O Sistema de Seleção Unificada (Sisu),
reserva, neste semestre, mais de 140 vagas em instituições públicas de ensino
superior para estudantes trans. Essas vagas estão distribuídas em três
instituições de ensino: Universidade do Estado da Bahia (Uneb), com 84 vagas;
Fundação Universidade Federal do ABC com 40 vagas e Universidade federal do Sul
da Bahia (UFSB) com 18 vagas.
O levantamento foi feito pelo Quero
Bolsa, plataforma de bolsas e vagas para o ensino superior, com base
nos dados da plataforma. O Sisu está com inscrições abertas até domingo (26).

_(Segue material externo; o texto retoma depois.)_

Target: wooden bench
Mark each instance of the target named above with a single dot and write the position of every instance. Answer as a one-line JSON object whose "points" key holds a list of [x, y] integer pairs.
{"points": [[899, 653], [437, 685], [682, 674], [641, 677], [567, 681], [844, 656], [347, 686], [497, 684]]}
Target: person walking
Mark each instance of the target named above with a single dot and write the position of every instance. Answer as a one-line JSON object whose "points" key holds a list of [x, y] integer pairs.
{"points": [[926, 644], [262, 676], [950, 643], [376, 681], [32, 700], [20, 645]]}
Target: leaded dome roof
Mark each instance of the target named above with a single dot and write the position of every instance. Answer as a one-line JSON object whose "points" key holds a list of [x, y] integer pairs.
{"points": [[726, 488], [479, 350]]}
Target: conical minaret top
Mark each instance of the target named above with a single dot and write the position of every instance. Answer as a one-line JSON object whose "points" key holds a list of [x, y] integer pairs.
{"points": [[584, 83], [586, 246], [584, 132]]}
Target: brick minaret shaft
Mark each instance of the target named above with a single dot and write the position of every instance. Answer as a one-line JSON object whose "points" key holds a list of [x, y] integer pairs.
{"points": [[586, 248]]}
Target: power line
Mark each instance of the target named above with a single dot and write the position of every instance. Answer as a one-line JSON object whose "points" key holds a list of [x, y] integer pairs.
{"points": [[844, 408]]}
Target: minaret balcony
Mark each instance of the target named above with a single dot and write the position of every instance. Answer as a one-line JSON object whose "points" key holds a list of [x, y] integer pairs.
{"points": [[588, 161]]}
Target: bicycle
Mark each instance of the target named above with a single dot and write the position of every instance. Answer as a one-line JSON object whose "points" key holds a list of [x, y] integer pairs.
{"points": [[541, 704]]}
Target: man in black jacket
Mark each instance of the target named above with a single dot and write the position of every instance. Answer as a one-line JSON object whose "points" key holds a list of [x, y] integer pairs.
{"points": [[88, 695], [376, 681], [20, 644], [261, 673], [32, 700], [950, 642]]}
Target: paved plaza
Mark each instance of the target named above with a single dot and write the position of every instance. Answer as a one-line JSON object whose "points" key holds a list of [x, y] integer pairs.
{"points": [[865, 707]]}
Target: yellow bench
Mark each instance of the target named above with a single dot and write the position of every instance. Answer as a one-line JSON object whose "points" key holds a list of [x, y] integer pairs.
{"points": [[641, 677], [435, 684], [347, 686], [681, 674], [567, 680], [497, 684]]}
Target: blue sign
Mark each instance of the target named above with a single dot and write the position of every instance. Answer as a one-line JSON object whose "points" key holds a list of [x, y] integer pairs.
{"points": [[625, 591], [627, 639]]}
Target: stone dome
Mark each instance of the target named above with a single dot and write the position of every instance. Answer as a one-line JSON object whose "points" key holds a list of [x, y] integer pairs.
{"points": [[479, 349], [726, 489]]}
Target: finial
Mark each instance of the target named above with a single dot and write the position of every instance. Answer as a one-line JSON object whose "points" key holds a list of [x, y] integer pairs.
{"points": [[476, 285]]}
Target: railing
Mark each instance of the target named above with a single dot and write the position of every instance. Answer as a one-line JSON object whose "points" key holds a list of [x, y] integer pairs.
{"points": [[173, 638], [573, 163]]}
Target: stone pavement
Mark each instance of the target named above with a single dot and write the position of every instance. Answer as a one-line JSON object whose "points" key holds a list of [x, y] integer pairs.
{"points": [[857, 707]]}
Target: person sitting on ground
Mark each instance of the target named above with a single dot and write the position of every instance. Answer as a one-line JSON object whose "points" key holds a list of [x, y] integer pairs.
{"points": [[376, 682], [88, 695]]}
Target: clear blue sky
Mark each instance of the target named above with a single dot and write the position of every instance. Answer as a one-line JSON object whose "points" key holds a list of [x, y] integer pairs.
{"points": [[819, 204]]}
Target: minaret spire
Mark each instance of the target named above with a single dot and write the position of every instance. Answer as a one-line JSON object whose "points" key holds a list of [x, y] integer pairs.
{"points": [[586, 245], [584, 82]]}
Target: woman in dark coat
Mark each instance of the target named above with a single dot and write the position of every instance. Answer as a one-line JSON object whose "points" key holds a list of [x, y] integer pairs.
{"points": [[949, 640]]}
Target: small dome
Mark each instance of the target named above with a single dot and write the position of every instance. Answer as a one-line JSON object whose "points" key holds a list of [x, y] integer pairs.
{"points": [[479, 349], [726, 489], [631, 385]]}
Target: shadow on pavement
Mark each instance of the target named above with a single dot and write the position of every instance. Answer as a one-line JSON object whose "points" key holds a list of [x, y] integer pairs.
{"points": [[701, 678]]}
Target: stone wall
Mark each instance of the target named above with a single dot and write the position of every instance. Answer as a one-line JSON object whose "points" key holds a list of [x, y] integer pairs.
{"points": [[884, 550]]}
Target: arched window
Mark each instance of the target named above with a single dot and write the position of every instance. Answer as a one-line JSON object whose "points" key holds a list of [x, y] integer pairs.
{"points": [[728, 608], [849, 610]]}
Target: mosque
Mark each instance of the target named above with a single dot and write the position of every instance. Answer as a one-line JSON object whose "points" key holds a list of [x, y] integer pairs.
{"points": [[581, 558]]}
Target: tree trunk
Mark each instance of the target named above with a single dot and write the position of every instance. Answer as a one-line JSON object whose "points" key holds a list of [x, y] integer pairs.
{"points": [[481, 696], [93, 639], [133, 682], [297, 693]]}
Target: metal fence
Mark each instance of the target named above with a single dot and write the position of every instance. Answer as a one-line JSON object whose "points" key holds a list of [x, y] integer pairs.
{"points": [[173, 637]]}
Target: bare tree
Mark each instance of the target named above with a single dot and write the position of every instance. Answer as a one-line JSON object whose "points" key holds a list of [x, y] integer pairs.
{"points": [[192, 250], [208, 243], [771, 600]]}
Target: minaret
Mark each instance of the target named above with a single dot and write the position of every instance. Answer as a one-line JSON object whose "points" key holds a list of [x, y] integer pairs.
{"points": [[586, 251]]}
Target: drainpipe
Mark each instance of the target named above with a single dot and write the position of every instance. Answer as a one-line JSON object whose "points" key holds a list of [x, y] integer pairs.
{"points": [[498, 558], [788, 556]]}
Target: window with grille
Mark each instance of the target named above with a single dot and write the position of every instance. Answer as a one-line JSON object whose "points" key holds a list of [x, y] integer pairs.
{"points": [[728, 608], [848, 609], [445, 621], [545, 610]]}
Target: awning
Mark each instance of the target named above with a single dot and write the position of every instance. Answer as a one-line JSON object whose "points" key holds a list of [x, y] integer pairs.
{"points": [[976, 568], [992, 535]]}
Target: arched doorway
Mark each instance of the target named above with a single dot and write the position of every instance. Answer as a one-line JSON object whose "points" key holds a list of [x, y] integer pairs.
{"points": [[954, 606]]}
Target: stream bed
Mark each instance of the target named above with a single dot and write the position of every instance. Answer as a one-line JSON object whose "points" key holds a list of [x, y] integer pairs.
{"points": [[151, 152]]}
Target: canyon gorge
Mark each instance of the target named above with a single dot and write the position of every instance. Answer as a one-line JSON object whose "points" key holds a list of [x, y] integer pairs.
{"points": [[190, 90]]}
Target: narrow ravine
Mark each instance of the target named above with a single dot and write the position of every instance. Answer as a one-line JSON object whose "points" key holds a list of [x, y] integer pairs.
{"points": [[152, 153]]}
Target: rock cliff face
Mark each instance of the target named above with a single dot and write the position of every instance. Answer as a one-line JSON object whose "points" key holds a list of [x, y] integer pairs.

De acordo com o Ministério da Educação (MEC), mais de 1,5 milhão de candidatos
fizeram a inscrição no sistema que seleciona estudantes para vagas em
instituições públicas de ensino superior com base na nota no Exame Nacional do
Ensino Médio (Enem) 2019.
Ao todo, o Sisu oferece nesta edição 237.128
vagas em 128 instituições de todo o país. Cada instituição tem liberdade para
definir os critérios para o preenchimento das vagas. Por lei, todas as
universidades federais, institutos federais de educação, ciência e tecnologia e
centros federais de educação tecnológica oferecem pelo menos metade das vagas
para estudantes que cursaram o ensino médio em escolas públicas.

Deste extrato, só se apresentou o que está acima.